Now that the data had been properly formatted so that a geocoding tool would recognize addresses, I could move on to step 2. After a quick Google search turning up several geocoders that cost a subscription fee, I found out that QGIS has a free geocoding plug-in tool to download called mmQGIS, and decided to make use of it. I plugged the spreadhseet that I pulled from OpenRefine into mmQGIS, and let it get to work pulling latitude and longitude data from the addresses.
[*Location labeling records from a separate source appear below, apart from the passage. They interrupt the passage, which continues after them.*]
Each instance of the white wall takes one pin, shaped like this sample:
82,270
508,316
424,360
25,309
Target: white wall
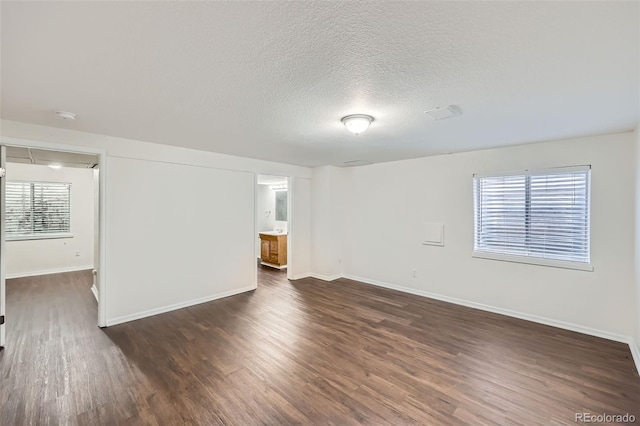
328,222
388,204
158,257
193,257
299,239
36,257
636,135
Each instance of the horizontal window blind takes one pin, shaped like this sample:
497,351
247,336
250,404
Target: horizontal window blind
539,214
37,209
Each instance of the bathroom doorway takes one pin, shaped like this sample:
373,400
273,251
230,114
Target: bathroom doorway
272,223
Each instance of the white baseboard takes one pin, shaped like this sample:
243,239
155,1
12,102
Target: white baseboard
528,317
325,277
48,272
300,276
175,306
96,293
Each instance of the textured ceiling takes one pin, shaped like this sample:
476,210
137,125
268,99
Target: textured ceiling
271,80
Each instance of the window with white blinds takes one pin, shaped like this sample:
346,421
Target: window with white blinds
537,217
37,210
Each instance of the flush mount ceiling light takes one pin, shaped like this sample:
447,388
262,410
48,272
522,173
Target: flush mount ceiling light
357,123
66,115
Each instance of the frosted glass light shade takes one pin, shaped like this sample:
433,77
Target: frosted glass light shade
357,123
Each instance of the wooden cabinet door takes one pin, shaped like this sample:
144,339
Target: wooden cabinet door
264,250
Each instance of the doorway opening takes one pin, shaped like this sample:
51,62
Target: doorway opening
272,223
51,241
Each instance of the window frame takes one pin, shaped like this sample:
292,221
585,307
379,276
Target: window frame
49,236
532,260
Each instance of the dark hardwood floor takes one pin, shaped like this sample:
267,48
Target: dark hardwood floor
303,352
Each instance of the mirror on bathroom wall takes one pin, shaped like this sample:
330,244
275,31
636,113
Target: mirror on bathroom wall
281,205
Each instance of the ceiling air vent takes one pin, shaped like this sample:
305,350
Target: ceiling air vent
356,163
441,113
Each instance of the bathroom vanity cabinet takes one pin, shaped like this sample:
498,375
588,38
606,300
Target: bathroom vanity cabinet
273,249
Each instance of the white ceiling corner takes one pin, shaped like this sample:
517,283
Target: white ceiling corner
271,80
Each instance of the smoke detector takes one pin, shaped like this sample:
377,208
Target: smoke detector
66,115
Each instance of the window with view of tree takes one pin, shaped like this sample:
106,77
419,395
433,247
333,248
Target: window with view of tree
540,216
37,210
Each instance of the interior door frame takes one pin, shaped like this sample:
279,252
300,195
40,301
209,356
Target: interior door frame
102,188
255,220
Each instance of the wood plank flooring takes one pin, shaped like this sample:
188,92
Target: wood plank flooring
303,352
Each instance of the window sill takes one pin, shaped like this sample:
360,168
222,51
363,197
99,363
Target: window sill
39,237
534,261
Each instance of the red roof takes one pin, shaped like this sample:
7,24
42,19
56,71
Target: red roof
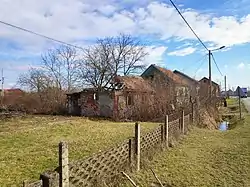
172,75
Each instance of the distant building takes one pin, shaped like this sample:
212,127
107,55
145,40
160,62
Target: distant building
204,88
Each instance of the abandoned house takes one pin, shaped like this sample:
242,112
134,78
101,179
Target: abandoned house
175,87
204,88
193,84
115,103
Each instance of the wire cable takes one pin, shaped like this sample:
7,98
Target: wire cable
188,25
41,35
197,61
216,64
199,67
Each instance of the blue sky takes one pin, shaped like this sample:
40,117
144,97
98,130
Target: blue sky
171,44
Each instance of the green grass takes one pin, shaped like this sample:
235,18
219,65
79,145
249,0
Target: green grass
29,146
232,101
204,158
233,106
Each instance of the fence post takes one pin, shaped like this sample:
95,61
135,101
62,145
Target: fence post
166,130
25,184
192,114
137,145
131,152
183,122
63,165
162,133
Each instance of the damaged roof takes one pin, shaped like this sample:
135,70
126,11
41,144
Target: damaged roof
175,78
134,83
186,76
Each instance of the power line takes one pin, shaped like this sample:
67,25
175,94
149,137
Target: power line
40,35
199,60
202,63
188,25
216,64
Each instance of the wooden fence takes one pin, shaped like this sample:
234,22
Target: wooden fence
108,164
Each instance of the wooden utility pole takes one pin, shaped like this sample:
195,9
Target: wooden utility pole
239,94
225,80
210,74
2,88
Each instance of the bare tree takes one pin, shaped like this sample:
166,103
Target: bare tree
61,65
111,56
35,80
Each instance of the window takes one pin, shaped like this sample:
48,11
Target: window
95,97
130,100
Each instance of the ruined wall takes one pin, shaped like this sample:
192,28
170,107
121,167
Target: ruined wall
89,106
106,104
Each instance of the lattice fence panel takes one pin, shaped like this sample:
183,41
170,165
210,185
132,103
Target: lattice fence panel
35,184
108,164
174,129
150,140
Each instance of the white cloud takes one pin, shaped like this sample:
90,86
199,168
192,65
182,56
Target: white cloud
241,65
155,54
74,20
183,52
107,9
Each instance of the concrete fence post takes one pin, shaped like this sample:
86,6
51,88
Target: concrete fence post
162,133
25,184
166,130
183,121
131,152
137,145
63,165
192,113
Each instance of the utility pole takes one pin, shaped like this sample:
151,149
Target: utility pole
210,70
2,88
239,94
210,74
225,80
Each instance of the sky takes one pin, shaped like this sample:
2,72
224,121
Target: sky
170,43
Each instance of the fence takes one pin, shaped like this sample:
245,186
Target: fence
109,164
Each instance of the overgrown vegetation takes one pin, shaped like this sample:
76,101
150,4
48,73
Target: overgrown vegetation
204,158
29,145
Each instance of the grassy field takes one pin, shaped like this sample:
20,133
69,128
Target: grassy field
204,158
29,146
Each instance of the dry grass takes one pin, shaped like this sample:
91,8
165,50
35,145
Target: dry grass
29,146
204,158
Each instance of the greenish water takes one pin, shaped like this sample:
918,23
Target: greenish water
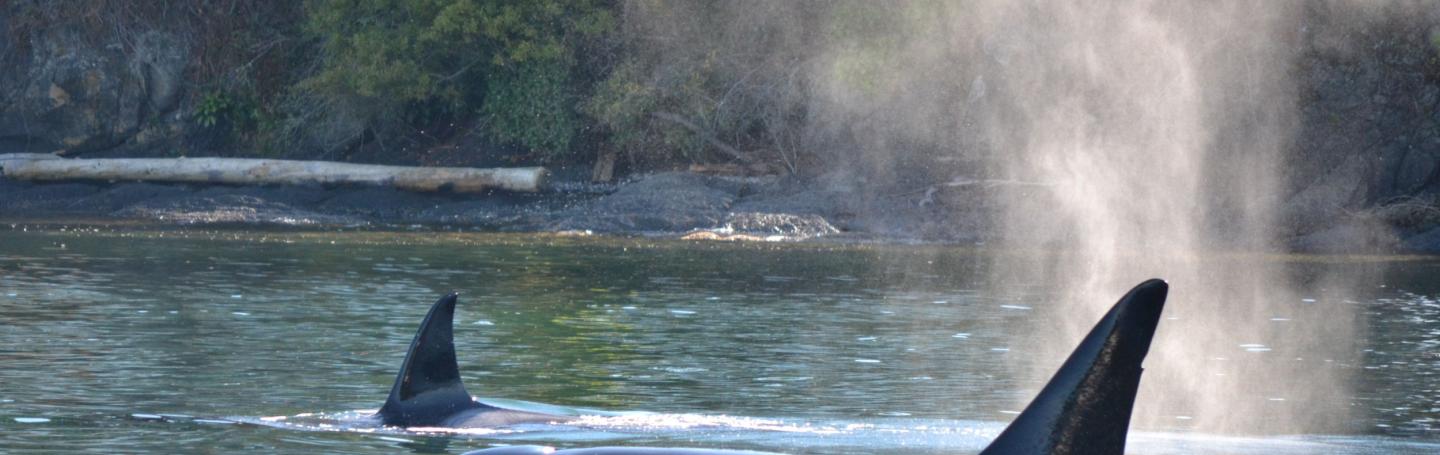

You can see here in the image of mmQGIS that it helps to have city and state information with the addresses, so that it has a general idea of where to look; for the sake of getting this as accurate as possible, I added these columns into my spreadsheet, with values of Charlotte and NC respectively for each address.
After about 8 hours of running the tool (I am unsure on the total time it took, as I ended up leaving it running overnight and coming back to a final product in the morning), I ended up with the following map plot of address data (zoomed in on downtown Charlotte, as these were the areas with the highest population concentration):
Some important observations to note here:
mmQGIS only successfully geocoded 2,433 of the 12,330 inputted addresses. The reasons for this are unclear; comparing the successfully geocoded addresses with the failed ones yielded no conclusive data, at least to the naked eye. I decided that this would suffice as a sort of "random sampling" method for the sake of this project, but given more time and potentially financial resources, I would have liked to run it through another tool to see if it would return more results to work with.
Using this map plot and the spreadsheet of residents it created, complete with latitude and longitdue coordinates, I began to zero in on the areas I wanted to discover more about. Immediately, the eye is drawn to three main clusters of resident data: the large section in the bottom left of the above image (South End/Dilworth), inside the beltway in the middle of the image (Uptown), and the small group over on the right side of the image (Belmont). Using latitude and longitude boundaries to create pockets of residents, I was able to create three separate spreadsheets of data for comparison in the next step, with around 450 South End/Dilworth residents, 400 Uptown residents, and 150 Belmont residents.